[backend](cuda): faster uncontiguous concat #10760

A3shTnT · 2024-12-10T14:15:14Z

I have read the contributing guidelines
Self-reported review complexity:
- Low
- Medium
- High

Faster implementation of uncontiguous concat on cuda.

the Debug and Release build ci test is passed.
test-backend-op is passed, I also add one performance test, but since it may not be a real example, I just post the result in the experiment.
the first uncontiguous concat kernel in deepseek-v2 is faster than master. However, the total performence is lower than master, which makes me a little confused. Due to variations in the running results of llama bench, anybody can run test and discuss the result.

Performance experiment：
back-end-ops:

test case
test_cases.emplace_back(new test_concat(GGML_TYPE_F32, {512, 1024, 5, 1}, 1024, 0, 1));

my implementation:

Backend 1/2: CUDA0
  Device description: NVIDIA GeForce RTX 3060 Laptop GPU
  Device memory: 6143 MB (5122 MB free)

  CONCAT(type=f32,ne_a=[512,1024,5,1],ne_b_d=1024,dim=0,v=1):                   5004 runs -   211.03 us/run -   120830 kB/run -  546.04 GB/s
  Backend CUDA0: OK

master:

  Device 0: NVIDIA GeForce RTX 3060 Laptop GPU, compute capability 8.6, VMM: yes
Testing 2 devices

Backend 1/2: CUDA0
  Device description: NVIDIA GeForce RTX 3060 Laptop GPU
  Device memory: 6143 MB (5122 MB free)

  CONCAT(type=f32,ne_a=[512,1024,5,1],ne_b_d=1024,dim=0,v=1):                   3336 runs -   322.92 us/run -   120830 kB/run -  356.84 GB/s
  Backend CUDA0: OK

llama-bench:

command：
~/program/forked/llama.cpp/build/bin$ ./llama-bench -m ~/program/forked/DeepSeek-V2-Lite-Chat.IQ1_S.gguf

the first uncontiguous concat kernel：
my implementation:

master:

the overall result:
my implementation:

model	size	params	backend	ngl	test	t/s
deepseek2 16B IQ1_S - 1.5625 bpw	4.65 GiB	15.71 B	CUDA	99	pp512	768.63 ± 8.81
deepseek2 16B IQ1_S - 1.5625 bpw	4.65 GiB	15.71 B	CUDA	99	tg128	21.84 ± 3.75

master:

model	size	params	backend	ngl	test	t/s
deepseek2 16B IQ1_S - 1.5625 bpw	4.65 GiB	15.71 B	CUDA	99	pp512	804.11 ± 4.73
deepseek2 16B IQ1_S - 1.5625 bpw	4.65 GiB	15.71 B	CUDA	99	tg128	20.92 ± 3.66

JohannesGaessler

Check NVIDIA NSight Systems and look at the runtime for different kernel configurations. It may be that the variant you looked at with NSight Compute is faster but another one has become slower (though I wouldn't know why).

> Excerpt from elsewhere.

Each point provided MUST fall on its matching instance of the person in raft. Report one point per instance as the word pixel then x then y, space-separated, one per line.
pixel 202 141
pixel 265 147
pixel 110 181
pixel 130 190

JohannesGaessler · 2024-12-10T17:29:11Z

ggml/src/ggml-cuda/concat.cu

+            default:
+                break;


Suggested change

default:

break;

default:

GGML_ABORT("fatal error");

break;

JohannesGaessler · 2024-12-10T17:30:35Z

ggml/src/ggml-cuda/concat.cu

        if (i0 < ne00 && i1 < ne01 && i2 < ne02 && i3 < ne03) {
            x = (const float *)(src0 + (i3       )*nb03 + (i2       )*nb02 + (i1       )*nb01 + (i0       )*nb00);
        } else {
-            x = (const float *)(src1 + (i3 - o[3])*nb13 + (i2 - o[2])*nb12 + (i1 - o[1])*nb11 + (i0 - o[0])*nb10);
+            if /*constexpr*/ (dim == 0) {


Please add a static_assert for dim.

Also note that if constexpr should be available now that we are using C++17, no need to keep it commented.

Also note that if constexpr should be available now that we are using C++17, no need to keep it commented.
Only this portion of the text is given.